MACS
MACS copied to clipboard
Spike-in + input normalisation with MACS
Hello,
I have a few questions on ChIP-seq experimental design, and normalisation by input vs spike-in control. I am working with different tissues, and would like to do the following:
- Identify peaks that are only present in some tissues/samples but not in the others
- Compare the levels of histone acetylation (what I've IPed) at specific peaks among different samples
- Visualise normalised tracks
From my understanding, 1. can be done by comparing the signal in ChIP vs input samples by MACS callpeak
, and this step does not make use of a spike-in control.
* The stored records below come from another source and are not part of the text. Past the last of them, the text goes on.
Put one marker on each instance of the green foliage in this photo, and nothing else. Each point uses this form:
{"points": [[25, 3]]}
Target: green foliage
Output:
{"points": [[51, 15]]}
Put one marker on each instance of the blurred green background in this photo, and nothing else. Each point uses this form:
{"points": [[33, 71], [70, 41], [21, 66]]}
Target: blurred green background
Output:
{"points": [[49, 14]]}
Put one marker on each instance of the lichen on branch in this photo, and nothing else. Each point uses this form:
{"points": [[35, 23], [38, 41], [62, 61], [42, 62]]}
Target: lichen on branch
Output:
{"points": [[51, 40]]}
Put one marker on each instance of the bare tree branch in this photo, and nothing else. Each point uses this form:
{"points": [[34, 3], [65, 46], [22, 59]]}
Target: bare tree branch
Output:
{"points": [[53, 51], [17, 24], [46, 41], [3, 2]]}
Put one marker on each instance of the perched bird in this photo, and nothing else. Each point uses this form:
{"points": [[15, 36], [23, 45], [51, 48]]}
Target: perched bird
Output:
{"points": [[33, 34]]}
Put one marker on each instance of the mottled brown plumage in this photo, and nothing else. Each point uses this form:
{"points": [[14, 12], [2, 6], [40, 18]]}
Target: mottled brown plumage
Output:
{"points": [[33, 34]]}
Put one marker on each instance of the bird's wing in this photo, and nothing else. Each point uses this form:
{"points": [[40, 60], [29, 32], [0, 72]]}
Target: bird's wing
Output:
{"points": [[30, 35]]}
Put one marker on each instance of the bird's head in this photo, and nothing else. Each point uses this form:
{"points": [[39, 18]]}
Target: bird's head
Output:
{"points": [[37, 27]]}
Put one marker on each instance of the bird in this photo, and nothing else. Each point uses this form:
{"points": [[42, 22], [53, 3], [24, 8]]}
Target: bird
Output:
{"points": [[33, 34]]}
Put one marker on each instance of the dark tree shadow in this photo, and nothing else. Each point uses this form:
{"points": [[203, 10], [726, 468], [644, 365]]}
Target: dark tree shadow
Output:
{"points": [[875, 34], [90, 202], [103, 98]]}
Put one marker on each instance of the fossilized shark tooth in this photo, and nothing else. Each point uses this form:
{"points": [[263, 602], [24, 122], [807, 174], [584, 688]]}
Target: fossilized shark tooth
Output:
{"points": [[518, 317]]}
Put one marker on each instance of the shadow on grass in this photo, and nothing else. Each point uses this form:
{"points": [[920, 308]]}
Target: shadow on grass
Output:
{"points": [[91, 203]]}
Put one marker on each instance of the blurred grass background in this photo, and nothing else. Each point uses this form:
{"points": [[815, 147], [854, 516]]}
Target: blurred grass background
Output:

My question is about the second point: MACS can compare peaks between samples with the bdgdiff
command, however if I understand this correctly, this is about enrichment of signal within a peak in sample 1 vs sample 2. For instance, if peak A in sample 1 comprises 1% of all mapped reads for sample 1, and the same peak comprises 20% of mapped reads for sample 2, bdgdiff would flag peak A as significantly enriched in sample 2. However, in a scenario where the global level of e.g. acetylation changes between sample 1 and 2, bdgdiff would not necessarily peak up this difference. E.g. if sample 1 had an "absolute"/global acetylation level of 1000, whilst sample 2 had an "absolute" acetylation level of 50, the "absolute" acetylation signal at peak A would be 1%*1000 = 10 for sample 1, and 20%*50 = 10 for sample 2. In this case, bdgdiff would still flag peak A as enriched in sample 2, but it could not work out that the "absolute" acetylation level is the same in each sample (right?). Incorporating a spike-in control would allow to pick up "absolute"/global differences, as in Egan et al. (2016).
My questions are: a) How can I incorporate spike-ins into my MACS analysis? Should I perform spike-in normalisation prior to running bdgdiff and or callpeak? If so, would it be the same calculation as in Egan et al. (2016), i.e. scaling the number of mapped dm6 (spike-in) reads by the lowest and multiplying these "correction factors" by the number of mapped hg38 reads (for both ChIP and input samples)? b) How can I incorporate spike-in normalisation for visualisation purposes? Would I need to do the spike-in normalisation on the bam files beforehand and then run callpeak, to get a bedgraph file which is both spike-in-normalised and also CPM-normalised? Or could I perform the spike-in normalisation after running callpeak on raw files, e.g. using deepTools to convert the bedgraph (from MACS) to bigwig including a scaling factor (bamCoverage --scaleFactor)?
Thanks for your time and apologies for the long post!
Have you solved the problem? I also want to know if it needs spikein in callpeak.